Mike Kinsella (aka Owen) has one hell of a knack with a clever lyric, and that comes to the fore more than ever before on ‘New Leaves’. True, the music is accomplished – pretty but solid, built around strummed acoustic guitars, wandering synth lines, piano and drums which waver between brushed and thumped – but the combination of the lush palette with strikingly literate, cynical, amusing and often jaw-dropping lyrics makes ‘New Leaves’ an absolute revelation.

A pretty guitar figure opens the surprisingly titled Ugly On The Inside as Kinsella opines “the lighting in this room doesn’t do a thing/ for you and your complexion/ I’m sorry but it’s the truth/ you look like the goddamn living dead.” Holy hell.

Elsewhere, on Never Been Born, what starts as a celebration of love making one feel young downshifts to reality in the final verse, finishing on this delightful note: “these old bones don’t feel so old when I’m home with you/ when I’m not with you I’m shitting blood and puking piss/ sweating bile and awkwardness/ it’s a young man’s game and about time I quit”.

Yet somehow, despite (or possibly because of) the imagery, Kinsella’s songs seem totally genuine.
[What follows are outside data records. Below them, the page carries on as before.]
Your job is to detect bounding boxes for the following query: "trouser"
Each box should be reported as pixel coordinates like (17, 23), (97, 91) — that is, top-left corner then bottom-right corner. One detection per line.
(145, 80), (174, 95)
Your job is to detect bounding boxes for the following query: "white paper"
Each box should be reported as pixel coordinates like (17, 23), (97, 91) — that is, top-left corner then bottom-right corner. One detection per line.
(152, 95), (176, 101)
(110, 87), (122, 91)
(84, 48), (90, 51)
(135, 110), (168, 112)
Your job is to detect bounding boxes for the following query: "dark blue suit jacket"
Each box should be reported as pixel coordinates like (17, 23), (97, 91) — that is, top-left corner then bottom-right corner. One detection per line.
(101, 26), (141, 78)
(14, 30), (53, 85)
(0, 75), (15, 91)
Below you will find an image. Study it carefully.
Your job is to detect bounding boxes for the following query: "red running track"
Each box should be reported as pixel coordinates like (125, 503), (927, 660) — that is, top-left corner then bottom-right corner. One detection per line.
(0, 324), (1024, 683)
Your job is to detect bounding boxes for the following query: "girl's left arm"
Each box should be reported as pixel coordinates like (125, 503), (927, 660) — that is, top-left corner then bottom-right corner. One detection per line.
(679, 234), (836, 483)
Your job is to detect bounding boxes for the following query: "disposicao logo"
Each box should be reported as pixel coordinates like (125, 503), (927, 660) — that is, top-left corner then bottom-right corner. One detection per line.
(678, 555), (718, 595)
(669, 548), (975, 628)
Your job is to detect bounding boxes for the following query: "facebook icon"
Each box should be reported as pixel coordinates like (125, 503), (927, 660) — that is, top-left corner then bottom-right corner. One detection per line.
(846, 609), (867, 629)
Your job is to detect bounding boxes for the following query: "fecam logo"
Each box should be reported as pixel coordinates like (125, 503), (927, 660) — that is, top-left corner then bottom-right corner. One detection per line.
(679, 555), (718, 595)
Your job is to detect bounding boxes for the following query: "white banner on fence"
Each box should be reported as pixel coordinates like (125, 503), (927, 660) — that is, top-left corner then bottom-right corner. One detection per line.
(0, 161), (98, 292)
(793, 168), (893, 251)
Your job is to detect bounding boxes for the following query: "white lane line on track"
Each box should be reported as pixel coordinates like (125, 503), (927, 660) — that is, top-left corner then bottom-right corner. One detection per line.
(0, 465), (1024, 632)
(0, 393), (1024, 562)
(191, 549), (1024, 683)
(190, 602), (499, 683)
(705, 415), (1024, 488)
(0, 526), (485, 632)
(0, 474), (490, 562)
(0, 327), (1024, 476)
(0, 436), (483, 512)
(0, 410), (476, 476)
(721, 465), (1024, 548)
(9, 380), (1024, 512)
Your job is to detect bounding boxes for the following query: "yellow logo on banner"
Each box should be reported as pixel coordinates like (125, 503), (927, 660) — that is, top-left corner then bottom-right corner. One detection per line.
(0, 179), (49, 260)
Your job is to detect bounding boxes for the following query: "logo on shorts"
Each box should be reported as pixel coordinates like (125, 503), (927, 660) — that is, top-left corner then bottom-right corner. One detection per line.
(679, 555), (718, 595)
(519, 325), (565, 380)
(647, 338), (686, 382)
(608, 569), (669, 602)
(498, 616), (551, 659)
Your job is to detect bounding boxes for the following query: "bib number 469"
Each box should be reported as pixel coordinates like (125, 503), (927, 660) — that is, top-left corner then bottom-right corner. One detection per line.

Rather than employing quirkiness for its own sake, the songs on ‘New Leaves’ benefit from their inherent bizarreness in the lyrical department, giving tired themes new life from their juxtaposition. Kinsella’s love of literature is alive and well here too, but rather than being pretentious, it instead seems disarmingly charming when he sings “literary romantics/ they’ll fuck like Wilde and they’ll die like Hemingway” on Good Friends, Bad Habits.

“Disarmingly charming” is quite possibly the best phrase to describe Kinsella and this rather remarkable collection of wonderful songs, but if I were pushed for a few more, I’d probably say “delightful”, “literary” and, above all, “utterly essential”.